Lord Young of Norwood Green: My Lords, the Leitch report on skills in 2006 recommended that we simplify the complex and confusing world of vocational qualifications. Reflecting regular calls from employers for simplification, the Confederation of British Industry, for example, has commented:

"The skills system is seen by many as an 'alphabet soup'-difficult to navigate, even for highly sophisticated employers".

I can reassure the noble Lord, Lord Lucas, that these provisions do not seek to reduce choice or innovation; they seek to organise that alphabet soup to make qualifications easier to understand.

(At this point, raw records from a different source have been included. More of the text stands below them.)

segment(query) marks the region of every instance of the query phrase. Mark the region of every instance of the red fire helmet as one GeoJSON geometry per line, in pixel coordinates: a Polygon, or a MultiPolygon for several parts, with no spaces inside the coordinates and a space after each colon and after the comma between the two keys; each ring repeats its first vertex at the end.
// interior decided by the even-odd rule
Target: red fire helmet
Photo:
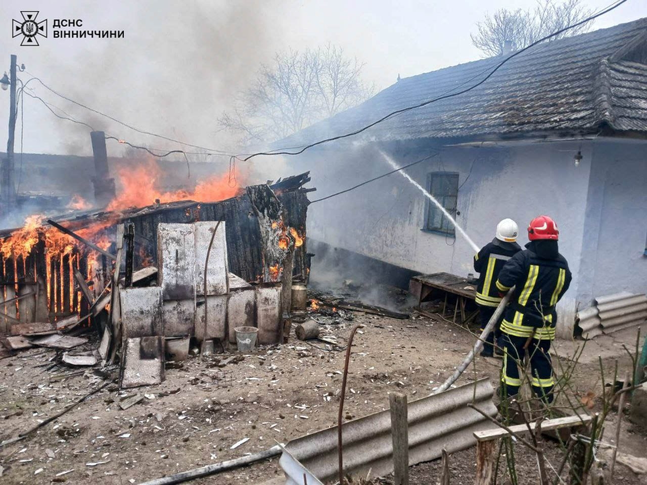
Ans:
{"type": "Polygon", "coordinates": [[[531,241],[538,239],[559,239],[560,232],[557,224],[550,217],[540,215],[535,217],[528,226],[528,239],[531,241]]]}

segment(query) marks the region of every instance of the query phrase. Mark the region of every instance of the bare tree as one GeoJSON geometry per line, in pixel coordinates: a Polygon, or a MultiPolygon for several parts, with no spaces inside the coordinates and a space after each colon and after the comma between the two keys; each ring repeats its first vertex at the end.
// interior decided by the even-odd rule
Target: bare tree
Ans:
{"type": "Polygon", "coordinates": [[[280,139],[371,96],[363,67],[332,44],[277,54],[218,121],[244,143],[280,139]]]}
{"type": "MultiPolygon", "coordinates": [[[[538,0],[534,10],[514,11],[501,8],[492,16],[487,14],[476,24],[478,32],[470,35],[472,43],[487,56],[501,56],[505,43],[510,43],[512,50],[518,50],[564,27],[580,22],[591,11],[580,0],[538,0]]],[[[551,38],[548,41],[575,36],[589,30],[592,21],[579,25],[551,38]]]]}

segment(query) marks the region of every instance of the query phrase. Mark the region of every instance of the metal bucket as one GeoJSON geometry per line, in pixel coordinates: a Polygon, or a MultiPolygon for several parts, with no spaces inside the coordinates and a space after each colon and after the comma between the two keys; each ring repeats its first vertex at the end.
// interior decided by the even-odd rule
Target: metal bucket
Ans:
{"type": "Polygon", "coordinates": [[[305,308],[308,306],[308,287],[305,285],[292,285],[292,308],[305,308]]]}
{"type": "Polygon", "coordinates": [[[186,360],[189,356],[190,337],[179,337],[166,339],[166,360],[175,362],[186,360]]]}
{"type": "Polygon", "coordinates": [[[203,352],[203,355],[207,355],[208,354],[214,353],[214,341],[212,339],[208,339],[204,341],[204,351],[203,352]]]}
{"type": "Polygon", "coordinates": [[[254,350],[256,345],[256,334],[258,329],[256,327],[237,327],[234,329],[236,332],[236,345],[239,352],[249,352],[254,350]]]}

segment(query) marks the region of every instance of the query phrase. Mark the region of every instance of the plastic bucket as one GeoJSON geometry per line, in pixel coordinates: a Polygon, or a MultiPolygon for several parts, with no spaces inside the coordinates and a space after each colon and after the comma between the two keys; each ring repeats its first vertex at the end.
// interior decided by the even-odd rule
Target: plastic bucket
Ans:
{"type": "Polygon", "coordinates": [[[239,352],[249,352],[256,345],[256,334],[258,329],[256,327],[237,327],[234,329],[236,332],[236,345],[239,352]]]}
{"type": "Polygon", "coordinates": [[[189,356],[190,337],[179,337],[166,339],[166,360],[175,362],[186,360],[189,356]]]}

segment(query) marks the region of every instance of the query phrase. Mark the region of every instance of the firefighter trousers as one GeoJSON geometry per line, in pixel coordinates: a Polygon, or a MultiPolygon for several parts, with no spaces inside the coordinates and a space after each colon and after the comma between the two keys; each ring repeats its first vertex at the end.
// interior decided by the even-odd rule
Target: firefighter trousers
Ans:
{"type": "Polygon", "coordinates": [[[530,358],[532,391],[534,394],[547,402],[553,402],[553,365],[548,351],[551,348],[550,340],[532,339],[527,350],[523,348],[527,339],[503,333],[504,345],[503,368],[501,380],[503,395],[507,397],[519,393],[521,380],[519,374],[518,363],[523,365],[526,352],[530,358]]]}

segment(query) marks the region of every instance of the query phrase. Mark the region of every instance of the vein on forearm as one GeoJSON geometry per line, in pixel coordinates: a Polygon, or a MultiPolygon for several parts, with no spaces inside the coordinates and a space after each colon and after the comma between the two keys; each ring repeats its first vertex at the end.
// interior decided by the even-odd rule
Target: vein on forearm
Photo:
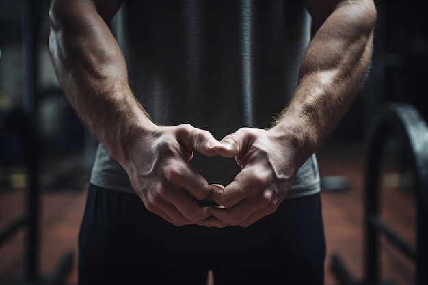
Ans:
{"type": "Polygon", "coordinates": [[[129,88],[120,49],[92,3],[52,7],[49,50],[64,94],[96,138],[123,155],[120,139],[148,116],[129,88]]]}
{"type": "Polygon", "coordinates": [[[375,16],[364,9],[343,5],[324,22],[305,53],[294,96],[276,120],[312,150],[337,125],[367,74],[375,16]]]}

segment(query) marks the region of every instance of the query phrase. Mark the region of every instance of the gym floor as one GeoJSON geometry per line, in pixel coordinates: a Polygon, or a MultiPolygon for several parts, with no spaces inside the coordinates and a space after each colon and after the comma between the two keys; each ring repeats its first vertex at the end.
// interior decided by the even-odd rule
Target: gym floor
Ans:
{"type": "MultiPolygon", "coordinates": [[[[339,284],[332,271],[334,254],[339,256],[354,278],[361,280],[364,256],[364,150],[362,144],[327,143],[317,154],[322,177],[334,178],[333,182],[345,183],[335,187],[330,181],[321,193],[327,250],[325,284],[339,284]]],[[[67,169],[72,169],[82,161],[79,156],[74,157],[60,161],[52,159],[42,167],[43,169],[51,169],[51,172],[55,169],[57,174],[61,172],[62,176],[59,176],[62,182],[58,184],[59,186],[51,183],[50,187],[46,186],[42,189],[40,258],[42,277],[52,273],[66,252],[71,251],[76,256],[77,234],[83,213],[87,182],[85,174],[67,176],[67,169]]],[[[42,182],[45,184],[49,184],[46,181],[53,177],[48,170],[45,170],[42,176],[42,182]]],[[[23,178],[18,172],[13,177],[14,189],[0,191],[0,231],[23,213],[21,180],[23,178]]],[[[398,190],[393,187],[397,185],[398,179],[396,172],[384,176],[383,181],[386,187],[382,188],[382,217],[401,236],[414,245],[414,201],[412,195],[408,191],[398,190]]],[[[57,175],[55,179],[58,180],[57,175]]],[[[23,236],[23,230],[21,230],[0,247],[0,285],[9,285],[13,281],[22,280],[23,236]]],[[[382,280],[392,281],[396,285],[412,284],[413,262],[385,240],[381,239],[381,245],[382,280]]],[[[66,284],[76,284],[75,264],[66,284]]]]}

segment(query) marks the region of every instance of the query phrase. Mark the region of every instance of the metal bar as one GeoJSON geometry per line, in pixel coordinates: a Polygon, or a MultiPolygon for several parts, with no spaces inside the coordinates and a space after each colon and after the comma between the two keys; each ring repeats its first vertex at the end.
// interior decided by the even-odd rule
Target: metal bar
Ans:
{"type": "Polygon", "coordinates": [[[0,232],[0,245],[6,243],[8,240],[17,232],[28,221],[28,219],[23,216],[16,219],[10,223],[8,226],[0,232]]]}
{"type": "Polygon", "coordinates": [[[357,285],[357,282],[352,277],[336,255],[333,255],[332,257],[332,269],[337,275],[340,285],[357,285]]]}
{"type": "Polygon", "coordinates": [[[379,216],[372,215],[370,217],[370,222],[380,230],[388,241],[398,247],[410,258],[416,260],[416,250],[409,243],[400,236],[379,216]]]}

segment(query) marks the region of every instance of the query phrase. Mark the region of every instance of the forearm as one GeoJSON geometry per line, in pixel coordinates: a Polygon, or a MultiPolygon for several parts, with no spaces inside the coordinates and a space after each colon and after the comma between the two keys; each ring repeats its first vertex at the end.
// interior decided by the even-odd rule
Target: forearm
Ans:
{"type": "Polygon", "coordinates": [[[303,58],[297,87],[274,128],[301,153],[303,163],[348,109],[370,64],[374,6],[337,7],[317,31],[303,58]]]}
{"type": "Polygon", "coordinates": [[[66,96],[111,154],[125,160],[127,138],[153,124],[129,88],[116,39],[90,1],[55,1],[49,18],[49,51],[66,96]]]}

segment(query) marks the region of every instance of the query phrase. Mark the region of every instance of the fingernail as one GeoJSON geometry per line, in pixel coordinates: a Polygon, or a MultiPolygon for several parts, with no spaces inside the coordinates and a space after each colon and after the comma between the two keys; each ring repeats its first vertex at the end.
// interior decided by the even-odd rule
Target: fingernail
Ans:
{"type": "Polygon", "coordinates": [[[223,190],[224,189],[224,186],[222,185],[221,184],[210,184],[209,186],[210,187],[213,187],[217,188],[217,189],[220,189],[220,190],[223,190]]]}
{"type": "Polygon", "coordinates": [[[222,142],[220,144],[222,144],[222,146],[223,146],[224,148],[227,148],[228,150],[230,150],[230,148],[232,148],[232,146],[229,143],[222,142]]]}
{"type": "Polygon", "coordinates": [[[208,141],[208,146],[209,148],[213,148],[214,146],[218,146],[219,144],[220,144],[220,142],[215,139],[211,139],[208,141]]]}

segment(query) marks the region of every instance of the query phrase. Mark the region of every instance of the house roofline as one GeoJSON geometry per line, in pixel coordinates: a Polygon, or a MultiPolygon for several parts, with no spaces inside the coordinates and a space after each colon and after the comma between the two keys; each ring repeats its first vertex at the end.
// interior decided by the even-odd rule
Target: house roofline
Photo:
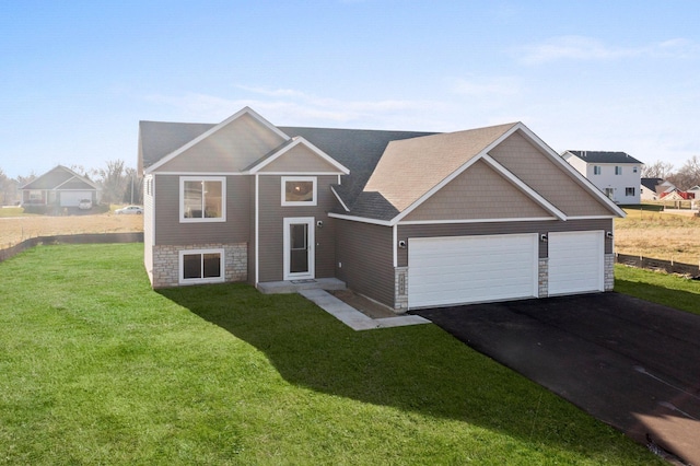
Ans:
{"type": "Polygon", "coordinates": [[[226,127],[230,123],[235,121],[236,119],[241,118],[243,115],[248,115],[248,116],[255,118],[256,120],[261,123],[264,126],[266,126],[268,129],[270,129],[276,135],[278,135],[280,138],[282,138],[284,141],[289,141],[291,139],[287,133],[284,133],[282,130],[277,128],[270,121],[268,121],[265,118],[262,118],[262,116],[260,116],[253,108],[246,106],[246,107],[241,108],[238,112],[236,112],[235,114],[233,114],[229,118],[226,118],[223,121],[221,121],[219,125],[215,125],[214,127],[210,128],[209,130],[202,132],[201,135],[199,135],[198,137],[196,137],[191,141],[185,143],[184,145],[179,147],[178,149],[175,149],[170,154],[165,155],[164,158],[162,158],[161,160],[159,160],[154,164],[152,164],[149,167],[144,168],[143,173],[147,173],[147,174],[148,173],[152,173],[153,171],[158,170],[159,167],[163,166],[167,162],[172,161],[173,159],[175,159],[176,156],[178,156],[183,152],[187,151],[188,149],[192,148],[194,145],[198,144],[199,142],[203,141],[205,139],[209,138],[211,135],[218,132],[220,129],[226,127]]]}
{"type": "MultiPolygon", "coordinates": [[[[300,145],[300,144],[305,145],[312,152],[314,152],[316,155],[322,158],[326,163],[332,165],[336,170],[338,170],[338,172],[340,172],[340,174],[347,175],[347,174],[350,173],[350,171],[347,167],[345,167],[340,162],[338,162],[337,160],[335,160],[334,158],[331,158],[330,155],[328,155],[327,153],[325,153],[324,151],[322,151],[316,145],[314,145],[312,142],[310,142],[308,140],[306,140],[305,138],[303,138],[301,136],[296,136],[296,137],[292,138],[292,142],[291,143],[284,143],[283,147],[279,151],[277,151],[272,155],[266,158],[262,162],[257,163],[257,164],[250,166],[249,168],[245,170],[244,173],[249,173],[249,174],[259,173],[260,170],[265,168],[267,165],[269,165],[270,163],[275,162],[280,156],[282,156],[283,154],[285,154],[287,152],[291,151],[292,149],[294,149],[296,145],[300,145]]],[[[335,175],[338,172],[332,172],[332,174],[335,175]]],[[[262,173],[260,173],[260,174],[262,175],[262,173]]]]}

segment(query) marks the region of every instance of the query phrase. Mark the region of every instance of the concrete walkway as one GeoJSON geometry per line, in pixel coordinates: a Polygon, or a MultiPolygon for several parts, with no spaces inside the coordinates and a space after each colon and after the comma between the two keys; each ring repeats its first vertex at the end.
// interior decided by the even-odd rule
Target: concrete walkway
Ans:
{"type": "Polygon", "coordinates": [[[372,318],[340,301],[325,290],[311,289],[299,290],[298,292],[353,330],[371,330],[374,328],[404,327],[407,325],[431,323],[419,315],[397,315],[396,317],[372,318]]]}

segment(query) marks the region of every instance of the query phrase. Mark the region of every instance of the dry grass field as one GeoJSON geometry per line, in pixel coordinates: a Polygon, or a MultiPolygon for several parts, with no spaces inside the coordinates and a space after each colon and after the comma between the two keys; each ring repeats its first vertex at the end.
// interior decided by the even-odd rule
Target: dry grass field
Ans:
{"type": "Polygon", "coordinates": [[[96,213],[82,215],[24,215],[21,209],[1,209],[0,249],[36,236],[143,231],[143,215],[96,213]]]}
{"type": "MultiPolygon", "coordinates": [[[[21,209],[0,209],[0,249],[34,236],[140,231],[142,215],[22,215],[21,209]]],[[[626,219],[615,221],[615,247],[620,254],[698,264],[700,218],[628,209],[626,219]]]]}
{"type": "Polygon", "coordinates": [[[691,214],[626,209],[615,221],[615,249],[620,254],[700,263],[700,218],[691,214]]]}

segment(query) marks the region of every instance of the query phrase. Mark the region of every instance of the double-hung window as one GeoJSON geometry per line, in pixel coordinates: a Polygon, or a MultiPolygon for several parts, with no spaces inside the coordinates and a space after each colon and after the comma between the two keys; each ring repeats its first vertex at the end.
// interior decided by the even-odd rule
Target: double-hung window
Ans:
{"type": "Polygon", "coordinates": [[[180,222],[224,222],[225,220],[225,177],[182,176],[179,178],[180,222]]]}
{"type": "Polygon", "coordinates": [[[316,177],[282,176],[282,206],[316,206],[316,177]]]}

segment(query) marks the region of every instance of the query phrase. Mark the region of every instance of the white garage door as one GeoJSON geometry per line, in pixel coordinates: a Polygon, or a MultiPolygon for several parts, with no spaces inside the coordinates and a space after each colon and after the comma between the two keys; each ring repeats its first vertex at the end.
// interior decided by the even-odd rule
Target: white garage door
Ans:
{"type": "Polygon", "coordinates": [[[408,240],[411,308],[537,295],[537,235],[408,240]]]}
{"type": "Polygon", "coordinates": [[[604,291],[603,231],[549,233],[549,294],[604,291]]]}
{"type": "Polygon", "coordinates": [[[61,191],[61,207],[78,207],[80,199],[92,199],[92,193],[61,191]]]}

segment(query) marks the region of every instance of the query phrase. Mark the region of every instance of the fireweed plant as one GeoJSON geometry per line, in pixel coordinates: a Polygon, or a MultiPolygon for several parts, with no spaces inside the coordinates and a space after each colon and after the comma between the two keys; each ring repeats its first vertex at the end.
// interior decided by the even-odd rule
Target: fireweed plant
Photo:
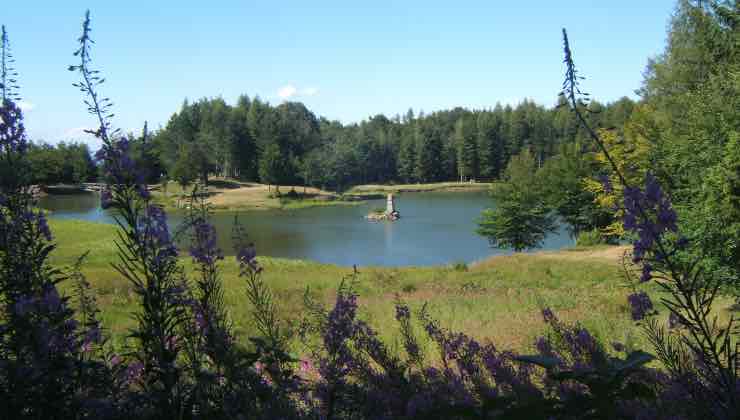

We need to distinguish between two technical terms in the Bill. First, "qualification" is the title of a qualification-for instance, "Level 3 Engineering". Under Clause 126(3)(a), Ofqual must seek to ensure that there is a reasonable level of choice between different qualifications. We want there to be enough qualifications to reflect the range of skills and knowledge that employers and others need. Secondly, the form of a qualification is a particular awarding body's version of that qualification. Under the same provision, Ofqual should seek to ensure that there is a choice between different forms of each qualification-there should be plenty of awarding bodies competing to offer engineering, for example. So there is no attempt to restrict choice or diversity.